As soon as he came to power, Alpha Condé made it his mission to reform Guinea’s army. However, the military ended up bringing him down and is now in charge of the transition government. History seems to be repeating itself.
As usual, the lieutenant colonel remained silent. “We have gathered here to pray in remembrance of all Guineans,” said Colonel Amara Camara, his spokesman.
On 28 September 2009, thousands of people turned up to demonstrate against junta leader and Captain Mousa Dadis Camara’s decision to run in the presidential election. According to a UN commission of enquiry, the military had premeditated the massacre. Since then, the victims have continued to call for a trial.
Doumbouya is not expected to run in the elections that will mark the end of a transition government whose exact objectives are still unknown. In fact, the new transitional charter that the country adopted on 27 September clearly states that neither the members of the Comité National de Rassemblement pour le Développement (CNRD) nor those of the Conseil National de Transition (CNT) will be able to run in the next presidential election.

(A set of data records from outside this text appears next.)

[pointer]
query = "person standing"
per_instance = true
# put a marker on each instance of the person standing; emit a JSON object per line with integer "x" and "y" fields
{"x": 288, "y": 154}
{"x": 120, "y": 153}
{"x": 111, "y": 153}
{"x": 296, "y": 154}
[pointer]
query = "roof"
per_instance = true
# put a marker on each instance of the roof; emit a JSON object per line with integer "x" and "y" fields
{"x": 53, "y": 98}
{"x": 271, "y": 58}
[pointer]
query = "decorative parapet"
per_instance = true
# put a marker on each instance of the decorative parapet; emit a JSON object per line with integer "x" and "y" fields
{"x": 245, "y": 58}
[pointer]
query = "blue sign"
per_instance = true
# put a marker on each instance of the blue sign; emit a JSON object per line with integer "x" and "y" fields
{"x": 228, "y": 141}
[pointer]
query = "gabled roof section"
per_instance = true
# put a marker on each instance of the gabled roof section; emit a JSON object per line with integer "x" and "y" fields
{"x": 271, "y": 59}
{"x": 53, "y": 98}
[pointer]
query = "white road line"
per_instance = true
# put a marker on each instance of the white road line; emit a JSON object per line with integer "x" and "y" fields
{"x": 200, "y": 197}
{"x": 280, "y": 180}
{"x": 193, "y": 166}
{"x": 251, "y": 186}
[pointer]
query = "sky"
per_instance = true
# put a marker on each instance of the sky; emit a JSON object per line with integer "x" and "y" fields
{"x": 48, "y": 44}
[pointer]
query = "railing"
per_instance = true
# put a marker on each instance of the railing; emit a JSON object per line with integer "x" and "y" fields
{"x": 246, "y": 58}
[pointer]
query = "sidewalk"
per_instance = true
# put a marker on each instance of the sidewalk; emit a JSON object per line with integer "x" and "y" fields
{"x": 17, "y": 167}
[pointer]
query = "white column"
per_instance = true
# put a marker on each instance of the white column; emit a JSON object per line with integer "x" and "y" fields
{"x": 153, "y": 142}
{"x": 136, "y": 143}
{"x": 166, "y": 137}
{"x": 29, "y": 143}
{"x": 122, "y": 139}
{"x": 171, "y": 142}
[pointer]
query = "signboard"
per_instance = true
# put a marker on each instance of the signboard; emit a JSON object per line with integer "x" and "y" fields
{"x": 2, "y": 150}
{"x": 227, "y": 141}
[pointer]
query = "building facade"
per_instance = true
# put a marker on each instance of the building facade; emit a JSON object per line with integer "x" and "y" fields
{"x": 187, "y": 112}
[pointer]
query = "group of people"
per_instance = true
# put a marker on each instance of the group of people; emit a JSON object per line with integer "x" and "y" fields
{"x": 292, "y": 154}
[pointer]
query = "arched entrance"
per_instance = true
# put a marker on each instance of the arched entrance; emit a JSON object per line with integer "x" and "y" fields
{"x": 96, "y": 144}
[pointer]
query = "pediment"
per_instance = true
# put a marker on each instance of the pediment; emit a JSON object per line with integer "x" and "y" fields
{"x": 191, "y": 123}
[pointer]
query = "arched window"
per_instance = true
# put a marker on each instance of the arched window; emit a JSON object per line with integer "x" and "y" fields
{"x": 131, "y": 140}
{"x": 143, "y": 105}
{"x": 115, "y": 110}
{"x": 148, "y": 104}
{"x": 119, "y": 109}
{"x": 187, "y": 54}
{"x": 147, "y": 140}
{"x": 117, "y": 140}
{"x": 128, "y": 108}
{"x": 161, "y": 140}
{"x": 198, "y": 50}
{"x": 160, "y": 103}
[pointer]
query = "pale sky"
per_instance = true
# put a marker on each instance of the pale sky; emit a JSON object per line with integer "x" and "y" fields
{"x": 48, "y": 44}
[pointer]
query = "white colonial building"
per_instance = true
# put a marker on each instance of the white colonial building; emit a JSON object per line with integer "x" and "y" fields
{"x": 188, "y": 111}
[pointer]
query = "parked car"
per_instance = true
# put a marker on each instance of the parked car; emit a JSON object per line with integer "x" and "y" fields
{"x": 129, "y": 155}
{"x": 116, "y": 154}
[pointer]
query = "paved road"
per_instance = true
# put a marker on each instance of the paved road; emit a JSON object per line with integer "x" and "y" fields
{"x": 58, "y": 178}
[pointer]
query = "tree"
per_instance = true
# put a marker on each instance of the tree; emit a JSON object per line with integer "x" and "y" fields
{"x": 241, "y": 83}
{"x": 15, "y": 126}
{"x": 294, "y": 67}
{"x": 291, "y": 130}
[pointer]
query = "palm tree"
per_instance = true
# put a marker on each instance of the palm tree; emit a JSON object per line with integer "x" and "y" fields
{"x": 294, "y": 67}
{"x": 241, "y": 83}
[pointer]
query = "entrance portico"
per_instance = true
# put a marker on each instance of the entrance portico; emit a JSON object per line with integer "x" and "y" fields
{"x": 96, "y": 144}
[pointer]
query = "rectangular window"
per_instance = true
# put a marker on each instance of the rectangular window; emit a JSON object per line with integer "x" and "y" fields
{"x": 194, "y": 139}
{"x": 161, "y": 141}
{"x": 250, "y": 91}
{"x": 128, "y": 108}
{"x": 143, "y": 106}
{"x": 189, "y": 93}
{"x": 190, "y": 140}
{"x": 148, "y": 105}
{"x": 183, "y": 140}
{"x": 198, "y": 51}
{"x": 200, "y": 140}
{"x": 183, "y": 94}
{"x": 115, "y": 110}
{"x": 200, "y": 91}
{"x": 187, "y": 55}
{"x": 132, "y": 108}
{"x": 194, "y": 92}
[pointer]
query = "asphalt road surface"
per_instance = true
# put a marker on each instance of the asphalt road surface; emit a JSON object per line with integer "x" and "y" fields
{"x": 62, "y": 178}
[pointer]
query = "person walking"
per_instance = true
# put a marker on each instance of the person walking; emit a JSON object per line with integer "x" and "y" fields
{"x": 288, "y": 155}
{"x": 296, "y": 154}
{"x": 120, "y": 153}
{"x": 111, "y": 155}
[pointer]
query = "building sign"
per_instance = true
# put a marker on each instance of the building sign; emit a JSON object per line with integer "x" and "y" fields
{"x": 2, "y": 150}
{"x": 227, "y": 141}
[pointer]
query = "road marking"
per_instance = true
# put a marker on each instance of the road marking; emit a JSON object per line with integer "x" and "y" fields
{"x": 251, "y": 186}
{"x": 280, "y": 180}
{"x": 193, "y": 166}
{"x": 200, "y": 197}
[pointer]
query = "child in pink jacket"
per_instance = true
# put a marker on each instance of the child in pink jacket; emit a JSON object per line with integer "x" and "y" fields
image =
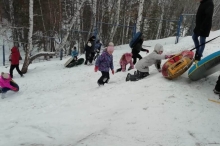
{"x": 125, "y": 59}
{"x": 6, "y": 83}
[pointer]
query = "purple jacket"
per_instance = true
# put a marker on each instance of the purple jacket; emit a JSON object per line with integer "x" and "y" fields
{"x": 104, "y": 62}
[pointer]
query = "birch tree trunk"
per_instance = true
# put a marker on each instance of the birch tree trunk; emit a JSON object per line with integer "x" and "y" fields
{"x": 114, "y": 28}
{"x": 72, "y": 22}
{"x": 11, "y": 11}
{"x": 140, "y": 11}
{"x": 29, "y": 45}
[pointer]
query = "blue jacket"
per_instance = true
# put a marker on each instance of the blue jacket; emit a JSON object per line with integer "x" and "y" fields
{"x": 74, "y": 53}
{"x": 105, "y": 62}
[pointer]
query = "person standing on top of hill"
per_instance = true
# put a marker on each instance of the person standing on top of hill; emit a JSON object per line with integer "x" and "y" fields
{"x": 203, "y": 26}
{"x": 136, "y": 50}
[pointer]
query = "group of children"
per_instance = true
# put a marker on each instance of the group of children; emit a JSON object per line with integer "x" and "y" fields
{"x": 105, "y": 62}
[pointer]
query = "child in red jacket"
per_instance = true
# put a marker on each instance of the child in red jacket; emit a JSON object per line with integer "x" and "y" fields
{"x": 125, "y": 59}
{"x": 6, "y": 84}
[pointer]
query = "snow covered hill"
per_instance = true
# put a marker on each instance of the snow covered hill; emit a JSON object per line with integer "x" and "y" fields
{"x": 59, "y": 106}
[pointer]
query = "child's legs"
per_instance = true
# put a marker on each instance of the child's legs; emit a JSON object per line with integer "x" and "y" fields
{"x": 12, "y": 67}
{"x": 104, "y": 78}
{"x": 196, "y": 42}
{"x": 201, "y": 48}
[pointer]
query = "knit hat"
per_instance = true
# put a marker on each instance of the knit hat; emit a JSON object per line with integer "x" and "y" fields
{"x": 110, "y": 48}
{"x": 111, "y": 44}
{"x": 158, "y": 48}
{"x": 5, "y": 75}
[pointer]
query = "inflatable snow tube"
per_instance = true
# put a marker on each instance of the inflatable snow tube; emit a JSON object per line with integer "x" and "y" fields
{"x": 205, "y": 67}
{"x": 135, "y": 39}
{"x": 177, "y": 65}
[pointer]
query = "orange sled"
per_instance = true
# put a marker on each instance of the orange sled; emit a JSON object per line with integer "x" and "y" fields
{"x": 178, "y": 64}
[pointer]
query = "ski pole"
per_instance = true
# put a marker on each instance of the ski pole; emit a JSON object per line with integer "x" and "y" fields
{"x": 204, "y": 43}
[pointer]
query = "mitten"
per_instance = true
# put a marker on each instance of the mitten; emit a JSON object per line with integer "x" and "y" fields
{"x": 96, "y": 68}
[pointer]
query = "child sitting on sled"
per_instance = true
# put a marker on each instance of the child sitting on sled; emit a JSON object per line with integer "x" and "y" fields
{"x": 74, "y": 53}
{"x": 126, "y": 59}
{"x": 6, "y": 84}
{"x": 142, "y": 65}
{"x": 105, "y": 62}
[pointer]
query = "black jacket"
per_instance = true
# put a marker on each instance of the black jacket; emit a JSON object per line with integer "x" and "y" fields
{"x": 204, "y": 18}
{"x": 138, "y": 47}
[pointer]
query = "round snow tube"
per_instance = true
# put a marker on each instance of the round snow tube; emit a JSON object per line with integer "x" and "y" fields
{"x": 205, "y": 67}
{"x": 178, "y": 64}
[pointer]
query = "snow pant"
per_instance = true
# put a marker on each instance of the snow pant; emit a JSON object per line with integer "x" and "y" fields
{"x": 197, "y": 42}
{"x": 135, "y": 56}
{"x": 12, "y": 67}
{"x": 119, "y": 69}
{"x": 217, "y": 86}
{"x": 91, "y": 57}
{"x": 5, "y": 89}
{"x": 139, "y": 75}
{"x": 104, "y": 78}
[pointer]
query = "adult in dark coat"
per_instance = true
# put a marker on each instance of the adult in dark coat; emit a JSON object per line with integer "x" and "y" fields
{"x": 90, "y": 50}
{"x": 203, "y": 25}
{"x": 15, "y": 56}
{"x": 136, "y": 50}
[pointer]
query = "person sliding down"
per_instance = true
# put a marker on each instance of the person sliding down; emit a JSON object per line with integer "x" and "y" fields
{"x": 136, "y": 50}
{"x": 125, "y": 59}
{"x": 142, "y": 65}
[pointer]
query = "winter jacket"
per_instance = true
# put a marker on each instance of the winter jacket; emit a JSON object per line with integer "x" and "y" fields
{"x": 124, "y": 62}
{"x": 143, "y": 64}
{"x": 5, "y": 83}
{"x": 98, "y": 46}
{"x": 90, "y": 45}
{"x": 74, "y": 53}
{"x": 104, "y": 62}
{"x": 15, "y": 56}
{"x": 138, "y": 47}
{"x": 204, "y": 18}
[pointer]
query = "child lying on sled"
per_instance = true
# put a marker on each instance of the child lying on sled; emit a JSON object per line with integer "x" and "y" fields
{"x": 142, "y": 65}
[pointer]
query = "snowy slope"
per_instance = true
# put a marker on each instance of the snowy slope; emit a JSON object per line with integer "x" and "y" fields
{"x": 59, "y": 106}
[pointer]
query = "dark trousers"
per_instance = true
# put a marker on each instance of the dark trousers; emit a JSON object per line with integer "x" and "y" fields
{"x": 5, "y": 89}
{"x": 135, "y": 56}
{"x": 197, "y": 42}
{"x": 12, "y": 67}
{"x": 104, "y": 78}
{"x": 217, "y": 86}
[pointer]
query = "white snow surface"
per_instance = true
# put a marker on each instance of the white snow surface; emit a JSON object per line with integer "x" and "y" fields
{"x": 59, "y": 106}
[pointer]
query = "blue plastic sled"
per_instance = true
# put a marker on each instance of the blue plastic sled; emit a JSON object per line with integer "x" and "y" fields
{"x": 135, "y": 39}
{"x": 205, "y": 67}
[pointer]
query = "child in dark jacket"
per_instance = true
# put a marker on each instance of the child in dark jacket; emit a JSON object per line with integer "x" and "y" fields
{"x": 105, "y": 62}
{"x": 142, "y": 65}
{"x": 126, "y": 59}
{"x": 74, "y": 53}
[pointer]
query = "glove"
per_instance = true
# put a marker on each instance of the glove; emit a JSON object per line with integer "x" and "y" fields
{"x": 96, "y": 68}
{"x": 168, "y": 56}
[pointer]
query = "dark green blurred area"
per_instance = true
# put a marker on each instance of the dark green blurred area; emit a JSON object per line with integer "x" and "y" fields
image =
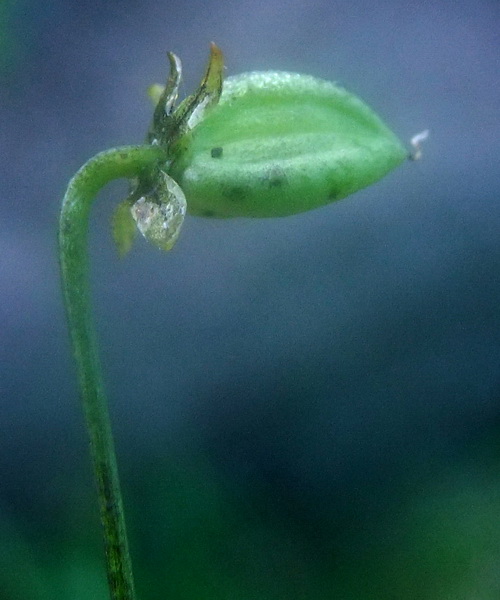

Since his accession to power, Doumbouya has been trying to forget the very bad memories linked to Dadis Camara’s regime. In 2008 – when he succeeded Lansana Conté, shortly after the latter’s death – the Guinean army had a very bad reputation. Authoritarian regimes used it as a tool of repression and, as such, it was seen as corrupt and undisciplined. The Conseil National pour la Démocratie et le Développement (CNDD), led by Dadis Camara, came to power following the army’s split.
At the time, he knew how to play on this politicisation of the troops, by buying officers’ support in exchange for benefits in kind and protection. His presidential guard was mostly made up of young soldiers from Forest Guinea, his home region. He was also an expert when it came to making spontaneous and irregular appointments, propelling those close to him from the rank of simple officer to that of minister, governor or even prefect.
More than a decade has passed since then. The army reform that was initiated by Sékouba Konaté, president of the transition government, was taken up by Alpha Condé, who is still being held by the military that overthrew him on 5 September.
After the shock that was the 28 September 2009 massacre, the Guinean army was ordered to become republican and separate itself from its ‘black sheep’.
Immediately after his election, Condé got the military out of the political sphere and back to their barracks, redeployed some battalions to their territory and retired some 4,000 soldiers. He increased budgets, intensified the administration’s demilitarisation and became more demanding when it came to recruitment.
“Before, the army was a fallback for those who had failed out of school. Little by little, recruitment has evolved and the army has become more professional,” says a former soldier.
It is no coincidence that the CNRD is made up of qualified and well-trained men, including Doumbouya – who has been training abroad since 2010 – and some of the men who make up his inner circle, such as General Aboubacar Sidiki Camara (aka Idi Amin), Colonel Balla Samoura and his own spokesman, Amara Camara.
“The aim of the security sector reform was also to offer better training to the military, in Guinea or abroad, particularly through UN training, to enable them to rise in rank,” Anna Dessertine, a researcher, tells us in an interview. The specialist adds that a rise in rank may have caused ‘inter-generational tension’ and frustration among the elders.
This reform was supported at the time by Western partners, led by France. General Bruno Clément-Bollée, head of the Direction de la Coopération de Sécurité et de Défense (DCSD), was sent to the field. In 2016, the French Foreign Affairs Commission authorised a defence cooperation agreement between Paris and Conakry. However, it had some reservations.
“The Guinean army retains a ‘Soviet’ nature in some respects, as it has an extremely centralised operation and surveillance posts spread throughout the country. Additionally, it has a non-existent human resources management system and a very weak chain of command,” says the bill’s rapporteur. France has stopped all military cooperation with Guinea ever since the latest coup.